Astro-nomical Screw Up: Full-Read SSRF via Host Header Injection
Vulnerability ID: CVE-2026-25545
CVSS Score: 6.9
Published: 2026-02-23
Astro, the darling framework of the static site generation world, stumbled into a classic web security pitfall: trusting the client. In versions prior to 9.5.4, Astro's Server-Side Rendering (SSR) engine blindly trusted the HTTP Host header when fetching custom error pages. By poisoning this header, an attacker can trick the server into fetching resources from an external domain. The kicker? The internal fetch mechanism follows redirects by default. This turns a simple error page rendering process into a proxy for accessing internal network resources, local services, or cloud metadata endpoints.
TL;DR
Astro < 9.5.4 allows attackers to poison the Host header. When the server renders a custom error page (like 404.astro), it fetches the page using that poisoned host.

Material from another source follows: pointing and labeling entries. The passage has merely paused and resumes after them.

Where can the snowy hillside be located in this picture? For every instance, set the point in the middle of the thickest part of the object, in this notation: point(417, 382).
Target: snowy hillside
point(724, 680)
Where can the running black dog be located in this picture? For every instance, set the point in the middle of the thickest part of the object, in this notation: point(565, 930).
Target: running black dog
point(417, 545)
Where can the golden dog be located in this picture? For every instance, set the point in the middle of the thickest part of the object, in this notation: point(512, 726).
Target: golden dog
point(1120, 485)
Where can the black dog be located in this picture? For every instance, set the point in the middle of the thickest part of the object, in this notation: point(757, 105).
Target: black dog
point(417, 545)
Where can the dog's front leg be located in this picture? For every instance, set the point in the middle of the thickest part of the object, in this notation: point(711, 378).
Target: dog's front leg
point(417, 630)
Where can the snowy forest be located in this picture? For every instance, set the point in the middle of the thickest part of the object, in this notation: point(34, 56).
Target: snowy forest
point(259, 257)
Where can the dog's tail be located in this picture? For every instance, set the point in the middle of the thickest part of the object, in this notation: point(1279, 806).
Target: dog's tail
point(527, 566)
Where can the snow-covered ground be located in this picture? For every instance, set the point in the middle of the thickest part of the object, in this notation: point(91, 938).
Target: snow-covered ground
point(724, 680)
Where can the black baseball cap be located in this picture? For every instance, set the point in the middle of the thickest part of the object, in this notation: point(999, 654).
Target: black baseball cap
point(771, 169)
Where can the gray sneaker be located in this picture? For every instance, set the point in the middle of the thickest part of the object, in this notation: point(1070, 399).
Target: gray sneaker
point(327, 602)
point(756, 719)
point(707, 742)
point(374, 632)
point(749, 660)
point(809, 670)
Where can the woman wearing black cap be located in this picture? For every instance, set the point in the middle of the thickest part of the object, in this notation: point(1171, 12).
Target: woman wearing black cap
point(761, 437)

Because the fetch follows redirects, attackers can bounce the request to internal IPs (SSRF), leaking sensitive data.
⚠️ Exploit Status: POC
Technical Details
- CWE ID: CWE-918
- Attack Vector: Network
- CVSS: 6.9 (Medium)
- Impact: High Confidentiality (Internal)
- Exploit Status: PoC Available
- Prerequisites: SSR Enabled, Custom Error Pages
Affected Systems
- Astro Web Framework
- @astrojs/node package (npm)
- Server-Side Rendering (SSR) deployments
- Applications with custom error pages (404.astro, 500.astro)
-
@astrojs/node: < 9.5.4 (Fixed in:
9.5.4)
Code Analysis
Commit: e01e98b
Fix: prevent SSRF in error page rendering by disabling automatic redirects
- await fetch(url)
+ await fetch(url, { redirect: 'manual' })
Exploit Details
- Aikido Security: Original disclosure and PoC methodology
Mitigation Strategies
- Upgrade Astro packages immediately
- Implement strict Host header validation at the reverse proxy level
- Disable automatic redirect following in internal fetch implementations (if manually implemented)
- Block access to cloud metadata services (IMDS) via network policies
Remediation Steps:
- Run
npm outdatedto check for vulnerable Astro versions. - Update the package:
npm install @astrojs/node@latest. - Verify the installed version is >= 9.5.4.
- Configure your Nginx/Cloudflare to drop requests with unrecognized Host headers.